This vignette shows you how to collect gameids for a specific team during a specific time and aggregate corresponding box score information.
Specifically, it will walk you through collecting information on all Phoenix Suns games that took place during December and January of the 2006-07 season.
In [1]:
import goldsberry
import pandas as pd
pd.set_option("display.max_columns",50) # Change Pandas Display Options
goldsberry.__version__
Out[1]:
In [2]:
gameids = goldsberry.GameIDs()
gameids2015 = pd.DataFrame(gameids.game_list())
gameids2015.head()
Out[2]:
Like the PlayerList() class, the GameIDs() class defaults to the current season. If we want the 2006-07 season, we need to identify and change the proper parameters.
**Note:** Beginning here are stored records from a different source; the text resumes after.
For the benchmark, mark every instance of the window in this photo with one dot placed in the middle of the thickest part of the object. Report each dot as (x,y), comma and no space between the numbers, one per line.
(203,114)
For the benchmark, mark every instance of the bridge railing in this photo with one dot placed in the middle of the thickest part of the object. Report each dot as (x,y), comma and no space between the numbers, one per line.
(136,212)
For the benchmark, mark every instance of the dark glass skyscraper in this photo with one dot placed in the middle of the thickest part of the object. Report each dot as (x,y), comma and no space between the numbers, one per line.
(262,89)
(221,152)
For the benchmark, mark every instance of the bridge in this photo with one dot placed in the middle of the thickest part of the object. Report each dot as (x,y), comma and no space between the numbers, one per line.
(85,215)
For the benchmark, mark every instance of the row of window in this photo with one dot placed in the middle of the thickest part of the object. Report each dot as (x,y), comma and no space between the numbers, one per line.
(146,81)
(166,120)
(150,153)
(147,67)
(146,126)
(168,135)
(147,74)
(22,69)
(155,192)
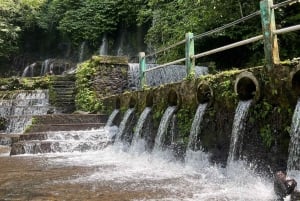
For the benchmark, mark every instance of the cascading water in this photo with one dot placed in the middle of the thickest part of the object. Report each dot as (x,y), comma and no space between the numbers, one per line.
(46,66)
(116,173)
(168,74)
(112,117)
(124,125)
(237,130)
(103,50)
(81,51)
(19,108)
(195,129)
(28,71)
(163,126)
(194,151)
(137,136)
(293,163)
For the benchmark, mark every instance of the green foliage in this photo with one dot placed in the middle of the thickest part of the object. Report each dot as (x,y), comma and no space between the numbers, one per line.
(86,98)
(185,120)
(15,17)
(266,135)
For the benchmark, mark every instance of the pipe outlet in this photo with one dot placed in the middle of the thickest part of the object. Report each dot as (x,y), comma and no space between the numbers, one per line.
(295,81)
(204,93)
(173,98)
(246,86)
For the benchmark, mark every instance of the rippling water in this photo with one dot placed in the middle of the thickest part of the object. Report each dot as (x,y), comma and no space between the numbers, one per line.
(116,175)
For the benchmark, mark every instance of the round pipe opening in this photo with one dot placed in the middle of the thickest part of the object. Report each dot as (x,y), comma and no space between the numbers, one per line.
(172,98)
(118,103)
(296,82)
(246,86)
(149,100)
(132,102)
(204,93)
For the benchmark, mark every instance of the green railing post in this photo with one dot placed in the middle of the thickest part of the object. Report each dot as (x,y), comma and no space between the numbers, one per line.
(270,39)
(189,52)
(142,65)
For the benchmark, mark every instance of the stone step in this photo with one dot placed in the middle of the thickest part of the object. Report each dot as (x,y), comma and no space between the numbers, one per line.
(70,118)
(52,146)
(8,139)
(64,127)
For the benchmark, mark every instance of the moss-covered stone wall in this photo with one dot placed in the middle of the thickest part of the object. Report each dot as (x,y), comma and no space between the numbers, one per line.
(99,77)
(267,129)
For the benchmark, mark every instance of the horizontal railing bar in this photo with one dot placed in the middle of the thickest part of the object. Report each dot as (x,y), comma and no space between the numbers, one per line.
(226,47)
(167,48)
(284,3)
(287,29)
(166,64)
(227,25)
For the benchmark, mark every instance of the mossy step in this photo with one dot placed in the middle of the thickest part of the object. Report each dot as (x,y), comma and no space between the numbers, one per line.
(64,127)
(37,146)
(70,118)
(8,139)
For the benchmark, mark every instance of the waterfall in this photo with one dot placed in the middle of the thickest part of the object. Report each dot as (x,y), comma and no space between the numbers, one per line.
(133,76)
(124,124)
(46,66)
(237,130)
(163,127)
(168,74)
(139,126)
(112,117)
(195,129)
(294,147)
(20,107)
(81,51)
(103,50)
(29,70)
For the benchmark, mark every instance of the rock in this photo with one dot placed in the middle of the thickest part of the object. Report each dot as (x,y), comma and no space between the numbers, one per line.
(283,186)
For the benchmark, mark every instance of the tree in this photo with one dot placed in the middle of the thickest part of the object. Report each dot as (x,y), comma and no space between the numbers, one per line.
(15,17)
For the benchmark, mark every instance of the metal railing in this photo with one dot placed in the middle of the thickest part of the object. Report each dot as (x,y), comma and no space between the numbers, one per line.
(269,36)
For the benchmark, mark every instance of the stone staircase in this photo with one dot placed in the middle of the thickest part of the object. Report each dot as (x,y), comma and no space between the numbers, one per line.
(62,93)
(77,132)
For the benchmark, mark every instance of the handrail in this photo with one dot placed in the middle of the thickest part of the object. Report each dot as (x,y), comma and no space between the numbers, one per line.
(167,48)
(166,64)
(284,3)
(269,36)
(287,29)
(227,25)
(227,47)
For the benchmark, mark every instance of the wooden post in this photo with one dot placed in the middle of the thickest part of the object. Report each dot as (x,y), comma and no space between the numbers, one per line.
(270,39)
(189,52)
(142,65)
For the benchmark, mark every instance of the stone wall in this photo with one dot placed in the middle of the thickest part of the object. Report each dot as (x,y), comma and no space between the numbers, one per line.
(111,75)
(266,137)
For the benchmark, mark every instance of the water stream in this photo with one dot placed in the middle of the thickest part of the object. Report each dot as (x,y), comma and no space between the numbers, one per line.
(111,173)
(195,129)
(137,136)
(19,108)
(124,125)
(163,128)
(238,130)
(112,117)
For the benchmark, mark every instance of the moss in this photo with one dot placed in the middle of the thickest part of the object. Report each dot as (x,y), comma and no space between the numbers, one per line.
(86,98)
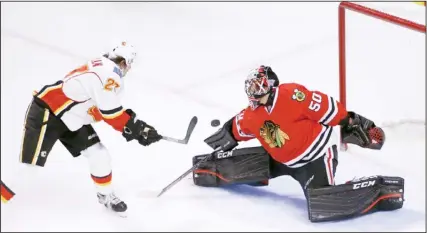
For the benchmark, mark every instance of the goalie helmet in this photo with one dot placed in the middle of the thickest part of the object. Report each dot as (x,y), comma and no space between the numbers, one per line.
(257,86)
(126,51)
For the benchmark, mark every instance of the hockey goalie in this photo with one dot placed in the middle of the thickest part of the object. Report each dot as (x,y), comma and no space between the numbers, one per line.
(295,128)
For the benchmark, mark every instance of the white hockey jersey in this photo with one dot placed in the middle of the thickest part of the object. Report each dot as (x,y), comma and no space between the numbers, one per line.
(87,95)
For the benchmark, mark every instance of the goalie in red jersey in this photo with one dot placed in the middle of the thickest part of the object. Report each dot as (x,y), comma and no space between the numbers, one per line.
(295,128)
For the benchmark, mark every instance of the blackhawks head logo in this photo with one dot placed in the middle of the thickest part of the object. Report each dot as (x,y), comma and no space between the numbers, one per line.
(273,135)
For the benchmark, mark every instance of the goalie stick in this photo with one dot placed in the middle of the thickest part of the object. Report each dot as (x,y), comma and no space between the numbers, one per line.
(190,129)
(188,172)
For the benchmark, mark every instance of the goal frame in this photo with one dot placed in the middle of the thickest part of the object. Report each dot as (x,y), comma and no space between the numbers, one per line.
(343,6)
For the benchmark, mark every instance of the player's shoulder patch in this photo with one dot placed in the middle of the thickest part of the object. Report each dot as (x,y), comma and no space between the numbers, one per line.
(294,91)
(298,95)
(118,71)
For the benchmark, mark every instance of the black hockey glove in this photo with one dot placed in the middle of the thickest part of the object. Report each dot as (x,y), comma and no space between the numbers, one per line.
(136,129)
(223,137)
(358,130)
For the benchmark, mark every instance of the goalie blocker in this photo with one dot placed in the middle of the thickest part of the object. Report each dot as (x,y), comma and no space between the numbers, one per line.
(253,166)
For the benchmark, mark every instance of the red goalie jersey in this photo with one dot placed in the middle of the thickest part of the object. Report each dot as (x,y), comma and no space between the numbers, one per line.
(296,129)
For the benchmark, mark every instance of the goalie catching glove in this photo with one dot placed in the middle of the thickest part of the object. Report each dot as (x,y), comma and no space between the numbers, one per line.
(358,130)
(139,130)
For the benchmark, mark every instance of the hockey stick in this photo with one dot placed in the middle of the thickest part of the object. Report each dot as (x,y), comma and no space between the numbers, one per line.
(190,129)
(195,166)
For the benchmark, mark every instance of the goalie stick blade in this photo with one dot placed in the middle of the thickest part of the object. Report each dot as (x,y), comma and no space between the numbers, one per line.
(190,129)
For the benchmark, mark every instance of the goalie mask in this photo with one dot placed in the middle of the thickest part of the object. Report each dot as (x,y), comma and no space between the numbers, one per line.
(257,86)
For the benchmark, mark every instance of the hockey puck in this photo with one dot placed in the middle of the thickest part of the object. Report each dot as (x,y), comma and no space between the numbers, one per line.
(215,123)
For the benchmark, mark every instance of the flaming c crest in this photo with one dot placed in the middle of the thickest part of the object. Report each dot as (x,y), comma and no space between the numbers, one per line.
(273,135)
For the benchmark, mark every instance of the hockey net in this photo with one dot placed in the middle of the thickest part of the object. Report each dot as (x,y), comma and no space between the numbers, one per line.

We can see the available parameters to set by printing the api_params attribute.
In [3]:
gameids.api_params
Out[3]:
From there, we can see we should set the Season value to 2006-07. Once we set the parameter, we need to get new data and then save the new data as a data frame to a new object.
In [4]:
gameids.get_new_data(Season='2006-07')
gameids2006 = pd.DataFrame(gameids.game_list())
gameids2006.head()
Out[4]:
A quick filter for team names that contain 'Suns' returns all games for the Suns for the 2006-07 season
In [5]:
suns_logs = gameids2006.ix[gameids2006['TEAM_NAME'].str.contains('Suns')]
suns_logs.head()
Out[5]:
We can verify all of the games are there by checking the shape of the data frame.
In [6]:
suns_logs.shape
Out[6]: